Mr McKillen, who last year lost his UK court battle against the Barclays for control of three luxury London hotels in the Maybourne group, seeks declarations that the Barclays are not entitled to acquire his loans personally or indirectly through other entities and that IBRC is not entitled to sell them to the Barclays.
He also seeks damages for breach of contract, conspiracy and intentional interference with his economic interest.
The claims are denied. The Barclays also opposed his application for further discovery saying it would be unduly oppressive as full disclosure had already been made as part of last year's case in London.
Belfast-born Mr McKillen drew down a number of property loans from the former Anglo Irish Bank, now IBRC, part of which were secured on his shares in an England registered company called Coroin Ltd, the judge said. Part of the loan facility, of around €300m, was secured on Mr McKillen's shares in Coroin, which was the company at the centre of last year's London High Court case.
Mr Justice White said while there was substantial court-ordered discovery during the London case, the reliefs sought by Mr McKillen in Ireland are different. The focus of this case is the attempt by the Barclay interests to acquire Mr McKillen's loans with IBRC.
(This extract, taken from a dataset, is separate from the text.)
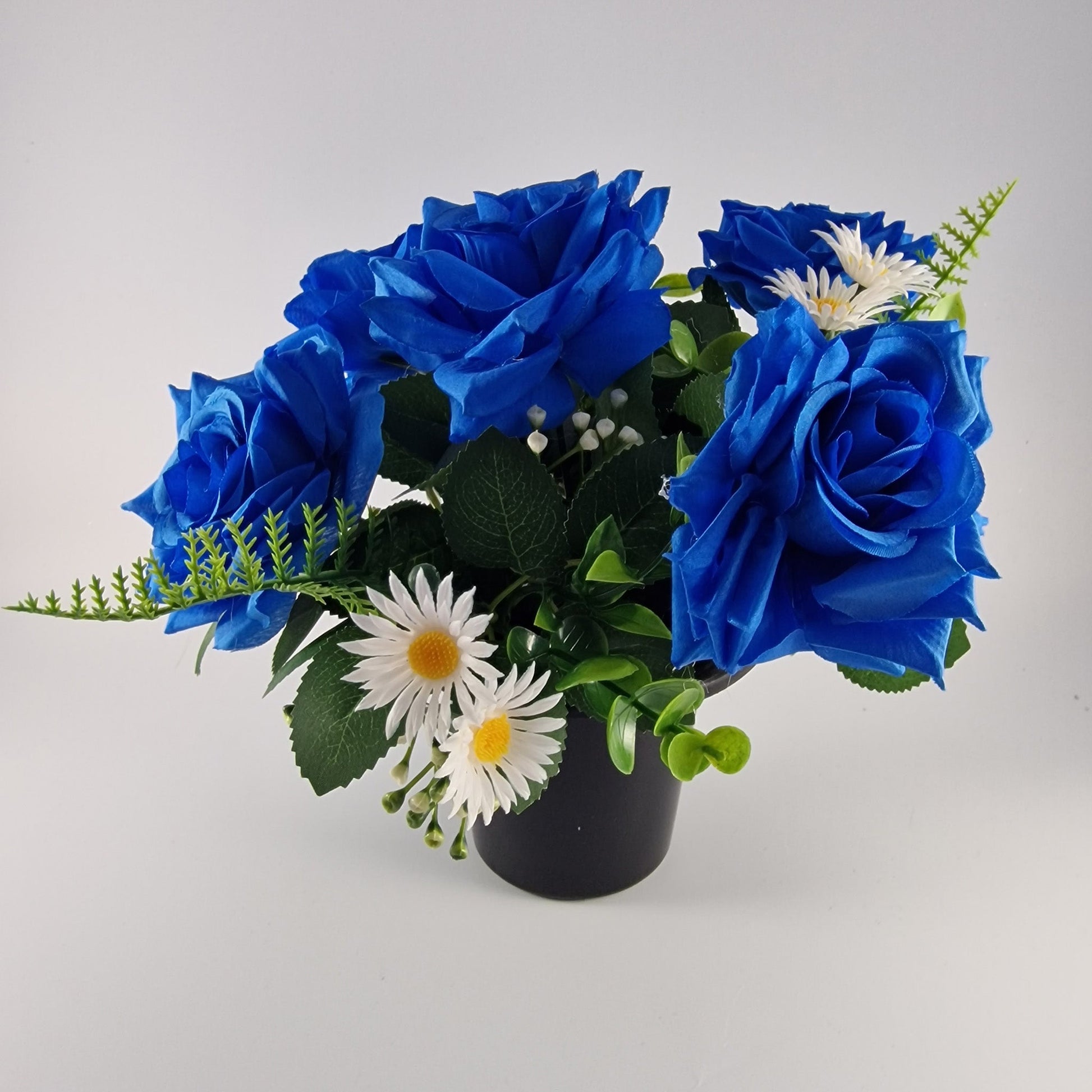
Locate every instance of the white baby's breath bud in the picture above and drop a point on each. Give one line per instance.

However, the judge said, Mr McKillen seeks to introduce into the Irish proceedings matters which were the focus of extensive evidence and argument during the English case.
In relation to the claim against the Barclays of wrongdoing in their efforts to acquire the McKillen loans prior to the appointment of the special liquidators to IBRC in February 2013, there is an overlap between the English and Irish cases, the judge said.
There had been some discovery of communications between the Barclay interests and the Department of Finance, NAMA and IBRC but the court accepted this was not the primary focus of the English case.
An issue in relation to the deletion of material, including text messages, by both the McKillen and Barclay sides had been raised during this discovery application and which were the subject of considerable attention in the English case. While there should be no further issue about this for next month's hearing, the court would expect that any deleted emails could be recovered.
In relation to allegations by Mr McKillen over the Barclays’ obligations under the shareholders agreement, and that the Irish court should interpret that agreement in the context of Irish law, the judge was satisfied that discovery provided under this heading during the English case had been sufficient.
The judge said it was appropriate for him to consider the claim that further discovery by the Barclays would be unduly oppressive. However, he said, the order for discovery he was making was aimed specifically at the Barclays' efforts to acquire the McKillen loans.
It was therefore appropriate for the court to draw the inference, based on information already disclosed, that this was under the control of senior Barclay executives.
It “should not be an unduly difficult task to trace any relevant documentation and communications" between the various Barclay defendants in relation to "the determination of the Barclay interests to acquire these loan facilities", he said.